Em surdina, vão-se dando passos em direção à venda do Novo Banco (NB). Não é de admirar, pois o proprietário (maioritário), a “Lone Star”, que, lembre-se, é um fundo de capital de risco norte-americano, nunca mostrou qualquer intenção de manter o Banco. Aliás, desde que tomou posse do banco, a sua estratégia foi sempre muito clara. Retirar os ativos mais valiosos e colocar o Estado a gerir as perdas. Não havia qualquer vocação bancária a prosseguir pelo que competia ao acionista minoritário (O Estado português) a suportar essa sua ambição, o que aconteceu durante mais de cinco anos. Agora, diz-se, que a Lone Star quer vender os seus 75%, pela módica quantia de dois mil milhões de euros. Lembre-se que a Lone Star terá comprado a sua participação por cerca de mil milhões de euros, com injeções públicos superiores a quatro milhões de euros. Aqui, portanto, nada de novo. O que se segue é que já poderá ser preocupante. Será que vai haver integração do NB em grupo espanhol, já dominante, no sistema bancário português?

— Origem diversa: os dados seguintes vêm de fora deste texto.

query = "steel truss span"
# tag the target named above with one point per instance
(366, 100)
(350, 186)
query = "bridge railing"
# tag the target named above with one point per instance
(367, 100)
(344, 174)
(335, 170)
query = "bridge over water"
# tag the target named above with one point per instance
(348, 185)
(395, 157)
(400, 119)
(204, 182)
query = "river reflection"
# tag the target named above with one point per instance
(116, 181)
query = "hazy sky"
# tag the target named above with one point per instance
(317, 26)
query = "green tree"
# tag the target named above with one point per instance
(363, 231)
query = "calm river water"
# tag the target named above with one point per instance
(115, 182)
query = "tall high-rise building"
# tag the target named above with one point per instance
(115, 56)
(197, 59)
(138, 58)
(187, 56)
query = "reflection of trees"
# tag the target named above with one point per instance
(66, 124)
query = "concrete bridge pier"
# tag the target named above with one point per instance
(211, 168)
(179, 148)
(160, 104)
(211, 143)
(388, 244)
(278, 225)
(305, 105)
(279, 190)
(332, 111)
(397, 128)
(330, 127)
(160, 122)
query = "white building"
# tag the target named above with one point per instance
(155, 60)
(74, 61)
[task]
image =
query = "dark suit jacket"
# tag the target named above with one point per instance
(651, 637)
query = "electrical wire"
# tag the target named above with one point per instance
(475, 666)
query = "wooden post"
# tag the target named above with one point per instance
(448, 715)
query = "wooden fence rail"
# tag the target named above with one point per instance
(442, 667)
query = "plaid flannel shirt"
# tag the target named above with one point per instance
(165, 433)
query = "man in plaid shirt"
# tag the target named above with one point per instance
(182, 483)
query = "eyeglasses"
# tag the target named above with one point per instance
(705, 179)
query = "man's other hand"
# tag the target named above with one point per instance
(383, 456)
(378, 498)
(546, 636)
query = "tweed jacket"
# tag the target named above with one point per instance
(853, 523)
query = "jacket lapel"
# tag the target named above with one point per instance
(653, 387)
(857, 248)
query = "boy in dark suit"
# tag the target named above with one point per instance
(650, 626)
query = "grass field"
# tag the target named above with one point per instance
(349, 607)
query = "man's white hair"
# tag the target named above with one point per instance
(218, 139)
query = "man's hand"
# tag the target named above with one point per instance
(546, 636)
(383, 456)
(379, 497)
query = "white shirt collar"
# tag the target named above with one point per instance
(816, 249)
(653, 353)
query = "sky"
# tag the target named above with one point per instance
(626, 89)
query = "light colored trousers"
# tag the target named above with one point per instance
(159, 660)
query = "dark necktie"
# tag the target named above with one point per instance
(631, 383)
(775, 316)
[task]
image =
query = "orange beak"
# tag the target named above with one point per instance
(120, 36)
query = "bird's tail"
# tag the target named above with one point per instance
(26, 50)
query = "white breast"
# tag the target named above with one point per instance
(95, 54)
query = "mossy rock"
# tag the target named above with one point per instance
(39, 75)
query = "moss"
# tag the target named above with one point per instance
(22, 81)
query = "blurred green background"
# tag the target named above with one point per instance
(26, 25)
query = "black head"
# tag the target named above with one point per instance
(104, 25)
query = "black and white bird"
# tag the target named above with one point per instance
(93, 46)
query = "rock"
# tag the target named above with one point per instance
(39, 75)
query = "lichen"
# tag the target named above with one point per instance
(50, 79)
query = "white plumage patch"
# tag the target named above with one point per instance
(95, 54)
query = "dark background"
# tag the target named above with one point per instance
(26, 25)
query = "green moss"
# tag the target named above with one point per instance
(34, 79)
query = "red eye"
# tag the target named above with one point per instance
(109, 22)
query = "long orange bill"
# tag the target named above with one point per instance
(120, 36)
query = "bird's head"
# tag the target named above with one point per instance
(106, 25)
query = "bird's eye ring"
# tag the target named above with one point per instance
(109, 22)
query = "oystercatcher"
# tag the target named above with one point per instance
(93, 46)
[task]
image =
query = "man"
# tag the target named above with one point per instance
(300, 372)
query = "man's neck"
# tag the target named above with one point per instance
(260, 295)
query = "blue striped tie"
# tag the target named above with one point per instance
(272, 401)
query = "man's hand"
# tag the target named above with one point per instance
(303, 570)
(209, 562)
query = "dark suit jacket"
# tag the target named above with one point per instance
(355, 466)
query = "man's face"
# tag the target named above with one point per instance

Será que o acionista minoritário e o Banco de Portugal estão atentos ao que se está a congeminar ‘nas suas costas’? Será que as injeções financeiras levadas a cabo pelo Estado português, no Novo Banco, não beneficiam de qualquer garantia, que salvaguarda os seus interesses? Pelo que se sabe, e sabe-se pouco, durante os seis anos de prevalência da Lone Star no NB, o Estado Português mostrou um certo alheamento à gestão do banco, tendo havido inúmeras operações efeituadas pelo acionista maioritário, quer por si, quer por empresas por si controladas, com evidentes benefícios para si e nenhuma vantagem para o banco ou para a sua reestruturação. A sensação com que se fica é que as entidades portuguesas encarregues de acompanhar o processo de reestruturação do NB, se alhearam da sua gestão e acompanhamento, acabando por omissão, a beneficiar apenas o acionista maioritário. Como é timbre dos portugueses, será agora ( no processo de venda), à última hora, que as autoridades portuguesas, o Banco de Portugal e até o Fundo de Resolução, irão perceber o que os espera. Portugal, mais uma vez, não sairá beneficiado. É, apenas, uma amarga sensação!

sexta-feira, 15 de dezembro de 2023

TIRO AO ALVO – O «CASO DAS GÉMEAS»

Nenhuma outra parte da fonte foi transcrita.